I have a free LinkedIn account, like a lot of people. I had an experience this morning that essentially says to me that LinkedIn thinks I’m dumb. Aside from the fact that I find that insulting, it points to a larger problem that I see repeatedly with online products and services. Here’s the scenario.
I like what Cara is sharing, so I click on Cara’s name to see her profile, and I get this:
Notice the “sell” to upgrade my account: Upgrade for full name.
Are you kidding me? I just SAW her last name on the previous screen. And if you look closely, you will see her last name again in the “Current” field. So, uh…I want to upgrade because…what was the question again?
What’s problematic about this isn’t the obvious fact that no one is doing much thinking over at LinkedIn. The real problem is that an experience like this is essentially sending me, the user, this message:
Upgrading is an empty ploy to get your money, a desperate attempt to monetize the genie after it’s out of the box. It’s pointless and offers no value beyond what you already get for free.
Does that strike you as a strategically sound message to send to your potential customers?
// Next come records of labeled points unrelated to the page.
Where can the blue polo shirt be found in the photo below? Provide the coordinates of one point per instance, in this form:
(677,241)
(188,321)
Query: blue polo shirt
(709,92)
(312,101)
Would anyone consciously decide to send such a message?
Of course not. And I’m pretty sure LinkedIn isn’t aware of the mixed message they’re sending, or how they’re cutting their own knees out from under themselves. But when organizations don’t pay enough attention to UX and CX – when they pay more attention to features and functions and technology than to principles of sound interaction design – this is the result.
Every. Interaction. Counts. Every word. Every action. Every option. Every use scenario. Every single element on every screen is communicating something, intentionally or otherwise.
You send messages to the people who use your products via every single element on every screen; make sure they’re messages you actually want to send.